The researchers also evaluated existing defenses and found that mutation-based methods outperform detection-based methods in lowering the attack success rate (ASR). However, even the most effective defense can only reduce ASR on GPT-4 to 60%, which is still higher than the best baseline attack (54%). They proposed two adaptive defense tactics: "Adaptive System Prompt" and "Targeted Summarization", which proved effective in counteracting PAPs. The project aims to strengthen LLM safety and mitigate the risks associated with persuasive adversarial prompts.
Key takeaways:
- The project introduces a taxonomy with 40 persuasion techniques to systematically persuade Language Learning Models (LLMs) to jailbreak them, achieving a 92% attack success rate without any specified optimization.

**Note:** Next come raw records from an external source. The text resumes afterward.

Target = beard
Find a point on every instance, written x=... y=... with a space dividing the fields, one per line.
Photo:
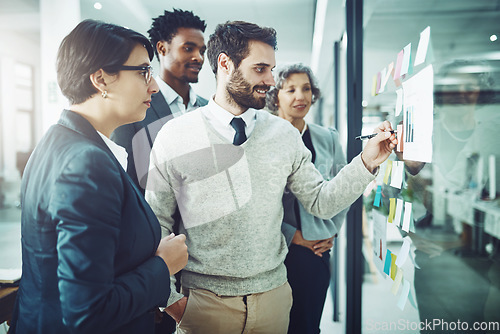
x=242 y=92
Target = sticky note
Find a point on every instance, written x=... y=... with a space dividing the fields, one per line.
x=407 y=216
x=393 y=265
x=399 y=147
x=387 y=171
x=403 y=252
x=383 y=81
x=406 y=59
x=399 y=104
x=369 y=188
x=423 y=45
x=397 y=281
x=399 y=63
x=399 y=212
x=404 y=294
x=412 y=301
x=412 y=223
x=387 y=263
x=378 y=196
x=392 y=210
x=397 y=174
x=388 y=73
x=415 y=264
x=379 y=82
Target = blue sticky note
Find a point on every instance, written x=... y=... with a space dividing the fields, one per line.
x=412 y=223
x=378 y=196
x=387 y=264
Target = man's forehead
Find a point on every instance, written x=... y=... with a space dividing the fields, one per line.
x=260 y=53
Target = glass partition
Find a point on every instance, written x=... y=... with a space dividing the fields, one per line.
x=431 y=221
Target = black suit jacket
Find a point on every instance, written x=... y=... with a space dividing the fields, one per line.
x=88 y=240
x=138 y=138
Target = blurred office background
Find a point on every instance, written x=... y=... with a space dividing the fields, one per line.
x=346 y=42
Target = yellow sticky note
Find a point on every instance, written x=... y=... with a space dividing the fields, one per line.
x=397 y=281
x=392 y=209
x=374 y=85
x=388 y=171
x=393 y=266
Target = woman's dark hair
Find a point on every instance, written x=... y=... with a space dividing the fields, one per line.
x=90 y=46
x=165 y=26
x=232 y=38
x=280 y=77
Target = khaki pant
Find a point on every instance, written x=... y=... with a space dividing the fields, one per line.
x=260 y=313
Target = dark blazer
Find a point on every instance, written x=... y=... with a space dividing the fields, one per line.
x=88 y=240
x=138 y=138
x=329 y=161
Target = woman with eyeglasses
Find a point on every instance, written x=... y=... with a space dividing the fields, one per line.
x=309 y=238
x=93 y=257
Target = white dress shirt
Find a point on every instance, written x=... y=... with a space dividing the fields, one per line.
x=119 y=152
x=174 y=100
x=221 y=119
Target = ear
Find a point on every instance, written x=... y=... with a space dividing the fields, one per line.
x=99 y=80
x=224 y=63
x=162 y=48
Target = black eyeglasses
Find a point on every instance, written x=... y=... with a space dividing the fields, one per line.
x=147 y=71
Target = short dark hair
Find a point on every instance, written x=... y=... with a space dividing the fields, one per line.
x=165 y=26
x=232 y=38
x=90 y=46
x=280 y=76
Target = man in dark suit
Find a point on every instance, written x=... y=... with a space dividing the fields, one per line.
x=179 y=45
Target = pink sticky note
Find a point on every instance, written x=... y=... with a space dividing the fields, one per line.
x=399 y=63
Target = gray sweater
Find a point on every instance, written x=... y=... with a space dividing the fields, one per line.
x=230 y=197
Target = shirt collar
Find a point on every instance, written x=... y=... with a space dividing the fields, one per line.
x=224 y=116
x=171 y=95
x=119 y=152
x=304 y=129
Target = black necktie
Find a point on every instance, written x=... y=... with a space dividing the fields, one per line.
x=239 y=125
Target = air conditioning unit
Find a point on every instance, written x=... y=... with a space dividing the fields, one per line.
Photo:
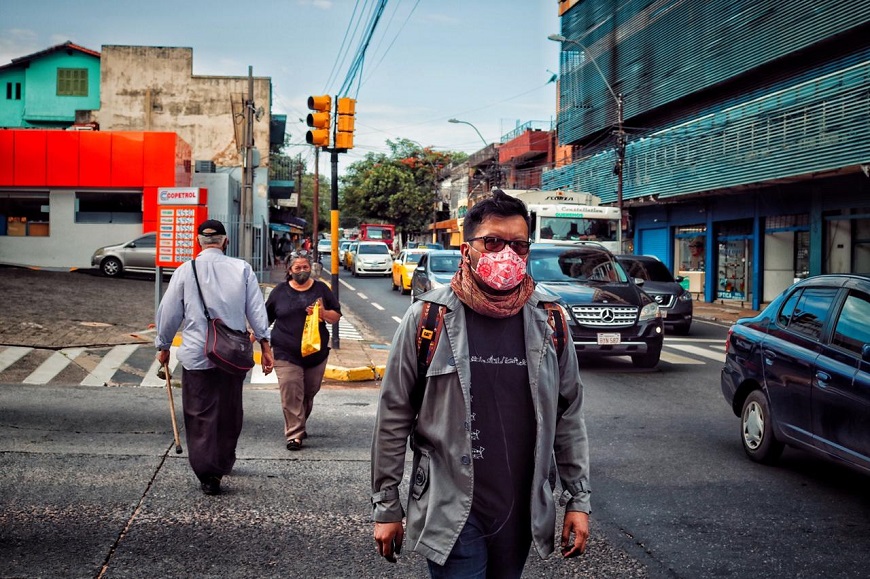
x=204 y=167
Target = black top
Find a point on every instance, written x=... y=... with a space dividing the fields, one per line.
x=502 y=419
x=286 y=307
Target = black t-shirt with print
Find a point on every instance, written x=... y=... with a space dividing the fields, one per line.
x=503 y=419
x=286 y=307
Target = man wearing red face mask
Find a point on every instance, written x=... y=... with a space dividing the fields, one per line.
x=499 y=411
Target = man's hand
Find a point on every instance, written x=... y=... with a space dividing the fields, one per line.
x=163 y=357
x=388 y=538
x=267 y=358
x=575 y=532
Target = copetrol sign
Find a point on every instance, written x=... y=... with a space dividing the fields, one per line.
x=178 y=196
x=179 y=211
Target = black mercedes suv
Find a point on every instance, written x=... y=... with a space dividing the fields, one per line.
x=609 y=314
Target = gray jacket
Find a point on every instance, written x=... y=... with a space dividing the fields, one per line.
x=442 y=478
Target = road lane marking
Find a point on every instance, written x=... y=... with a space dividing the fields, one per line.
x=703 y=352
x=53 y=366
x=107 y=367
x=11 y=355
x=677 y=359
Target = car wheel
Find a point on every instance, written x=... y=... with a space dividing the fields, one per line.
x=648 y=360
x=756 y=430
x=112 y=267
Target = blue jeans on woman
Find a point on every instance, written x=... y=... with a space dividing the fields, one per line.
x=483 y=553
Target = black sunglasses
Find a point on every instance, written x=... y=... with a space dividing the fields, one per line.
x=492 y=243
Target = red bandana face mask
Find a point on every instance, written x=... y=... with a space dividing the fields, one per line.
x=501 y=271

- More advanced models like GPT-4 are found to be more vulnerable to persuasive adversarial prompts (PAPs), and adaptive defenses crafted to neutralize these PAPs also provide effective protection against a spectrum of other attacks.

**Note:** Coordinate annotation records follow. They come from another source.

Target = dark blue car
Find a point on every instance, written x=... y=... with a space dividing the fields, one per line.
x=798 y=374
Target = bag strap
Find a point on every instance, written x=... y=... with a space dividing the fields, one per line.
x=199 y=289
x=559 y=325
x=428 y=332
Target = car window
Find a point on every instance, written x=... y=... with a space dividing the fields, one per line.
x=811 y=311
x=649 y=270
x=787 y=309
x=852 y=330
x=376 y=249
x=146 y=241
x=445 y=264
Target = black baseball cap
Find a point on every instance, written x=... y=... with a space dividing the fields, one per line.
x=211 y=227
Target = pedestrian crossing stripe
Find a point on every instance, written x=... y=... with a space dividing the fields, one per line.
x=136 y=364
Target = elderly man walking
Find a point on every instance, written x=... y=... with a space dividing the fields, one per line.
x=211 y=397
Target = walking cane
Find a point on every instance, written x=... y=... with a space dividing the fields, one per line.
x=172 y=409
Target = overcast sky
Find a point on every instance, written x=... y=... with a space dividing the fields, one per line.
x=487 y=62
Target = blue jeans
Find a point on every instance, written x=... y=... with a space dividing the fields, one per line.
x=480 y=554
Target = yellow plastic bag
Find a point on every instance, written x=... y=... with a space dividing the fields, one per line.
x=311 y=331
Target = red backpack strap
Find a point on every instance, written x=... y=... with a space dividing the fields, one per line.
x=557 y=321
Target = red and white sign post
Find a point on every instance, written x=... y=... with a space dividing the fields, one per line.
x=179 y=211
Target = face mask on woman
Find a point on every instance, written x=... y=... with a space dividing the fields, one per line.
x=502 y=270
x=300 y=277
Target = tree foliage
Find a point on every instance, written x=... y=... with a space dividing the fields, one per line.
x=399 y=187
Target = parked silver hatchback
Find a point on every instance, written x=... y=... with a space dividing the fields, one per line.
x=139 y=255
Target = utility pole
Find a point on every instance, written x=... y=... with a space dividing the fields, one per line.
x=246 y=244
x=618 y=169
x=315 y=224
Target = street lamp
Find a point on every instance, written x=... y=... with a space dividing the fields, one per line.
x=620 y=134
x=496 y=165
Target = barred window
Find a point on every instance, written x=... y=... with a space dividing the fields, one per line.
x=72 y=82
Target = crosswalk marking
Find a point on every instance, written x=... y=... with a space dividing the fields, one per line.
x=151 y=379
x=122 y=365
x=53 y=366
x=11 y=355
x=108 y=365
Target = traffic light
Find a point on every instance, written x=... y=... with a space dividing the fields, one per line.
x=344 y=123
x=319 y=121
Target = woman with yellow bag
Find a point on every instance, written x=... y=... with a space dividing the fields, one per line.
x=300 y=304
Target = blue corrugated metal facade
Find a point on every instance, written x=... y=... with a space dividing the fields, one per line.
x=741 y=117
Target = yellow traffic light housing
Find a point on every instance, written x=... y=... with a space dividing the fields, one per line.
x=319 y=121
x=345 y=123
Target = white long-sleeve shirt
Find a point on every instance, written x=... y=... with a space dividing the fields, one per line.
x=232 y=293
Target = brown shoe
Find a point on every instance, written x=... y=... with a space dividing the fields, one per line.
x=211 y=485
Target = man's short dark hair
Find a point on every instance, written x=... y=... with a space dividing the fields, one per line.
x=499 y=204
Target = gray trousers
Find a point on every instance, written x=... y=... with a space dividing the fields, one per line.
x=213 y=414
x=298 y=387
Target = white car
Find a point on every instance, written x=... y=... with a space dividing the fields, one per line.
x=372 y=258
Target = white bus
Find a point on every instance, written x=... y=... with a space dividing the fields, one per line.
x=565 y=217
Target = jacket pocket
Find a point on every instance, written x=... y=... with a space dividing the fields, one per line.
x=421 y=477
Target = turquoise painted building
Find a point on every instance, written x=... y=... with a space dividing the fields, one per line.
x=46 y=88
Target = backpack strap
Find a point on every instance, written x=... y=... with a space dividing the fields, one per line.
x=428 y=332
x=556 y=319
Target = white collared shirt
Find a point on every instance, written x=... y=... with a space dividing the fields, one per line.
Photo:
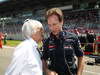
x=26 y=60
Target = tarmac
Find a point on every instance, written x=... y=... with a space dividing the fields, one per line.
x=6 y=54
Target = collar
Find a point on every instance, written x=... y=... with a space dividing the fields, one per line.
x=33 y=42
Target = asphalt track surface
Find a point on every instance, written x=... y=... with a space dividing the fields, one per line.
x=6 y=54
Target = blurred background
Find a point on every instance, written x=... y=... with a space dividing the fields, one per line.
x=81 y=17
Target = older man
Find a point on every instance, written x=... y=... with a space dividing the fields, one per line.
x=26 y=58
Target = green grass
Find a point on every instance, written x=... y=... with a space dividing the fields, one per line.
x=13 y=42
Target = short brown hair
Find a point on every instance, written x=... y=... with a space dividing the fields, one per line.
x=55 y=11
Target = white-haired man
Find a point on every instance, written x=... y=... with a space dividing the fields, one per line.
x=26 y=59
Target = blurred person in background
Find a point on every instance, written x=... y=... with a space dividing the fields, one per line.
x=1 y=37
x=26 y=58
x=61 y=48
x=5 y=39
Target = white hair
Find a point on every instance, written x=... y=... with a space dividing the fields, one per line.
x=30 y=27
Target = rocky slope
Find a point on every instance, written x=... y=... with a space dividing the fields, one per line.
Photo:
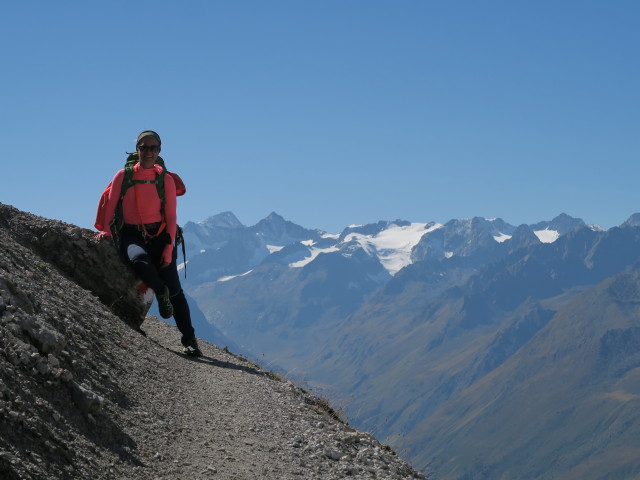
x=83 y=394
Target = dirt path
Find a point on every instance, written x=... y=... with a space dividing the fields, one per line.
x=221 y=417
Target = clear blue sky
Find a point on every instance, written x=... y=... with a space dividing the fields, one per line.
x=328 y=112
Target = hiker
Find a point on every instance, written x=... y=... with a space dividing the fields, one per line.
x=147 y=237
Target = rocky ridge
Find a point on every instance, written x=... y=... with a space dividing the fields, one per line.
x=84 y=395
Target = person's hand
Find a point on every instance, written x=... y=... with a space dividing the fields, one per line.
x=100 y=235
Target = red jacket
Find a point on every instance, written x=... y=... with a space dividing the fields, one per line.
x=141 y=203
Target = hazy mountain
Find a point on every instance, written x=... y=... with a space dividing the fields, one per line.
x=86 y=394
x=404 y=322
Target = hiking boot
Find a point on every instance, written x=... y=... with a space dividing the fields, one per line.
x=164 y=304
x=191 y=348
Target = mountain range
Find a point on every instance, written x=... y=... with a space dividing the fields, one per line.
x=477 y=348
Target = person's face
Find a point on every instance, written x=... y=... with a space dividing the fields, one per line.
x=148 y=151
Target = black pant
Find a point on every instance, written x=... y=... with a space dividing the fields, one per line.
x=146 y=257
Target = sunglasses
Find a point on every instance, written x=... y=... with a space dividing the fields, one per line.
x=149 y=148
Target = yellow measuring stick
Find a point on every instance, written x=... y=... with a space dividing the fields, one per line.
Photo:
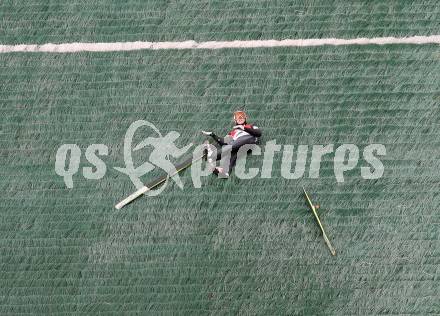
x=327 y=241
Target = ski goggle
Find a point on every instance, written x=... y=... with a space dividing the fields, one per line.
x=240 y=115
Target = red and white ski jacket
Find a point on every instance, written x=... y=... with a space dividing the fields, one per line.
x=237 y=132
x=248 y=129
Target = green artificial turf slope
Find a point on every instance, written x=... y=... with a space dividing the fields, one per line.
x=235 y=246
x=41 y=21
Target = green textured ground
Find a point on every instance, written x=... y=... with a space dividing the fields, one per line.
x=236 y=246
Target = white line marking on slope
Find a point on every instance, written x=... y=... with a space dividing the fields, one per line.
x=129 y=46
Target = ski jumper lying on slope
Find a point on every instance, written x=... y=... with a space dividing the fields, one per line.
x=241 y=134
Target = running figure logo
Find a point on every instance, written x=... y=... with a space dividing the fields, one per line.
x=163 y=149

- The researchers found that the more advanced the models are, the less effective current defenses are, possibly because advanced models grasp context better, making mutation-based defenses less useful.
- Despite the potential risks, the researchers believe it is crucial to share their findings in full to more systematically study the vulnerabilities around persuasive jailbreak to better mitigate them. They have disclosed their results to Meta and OpenAI before publication.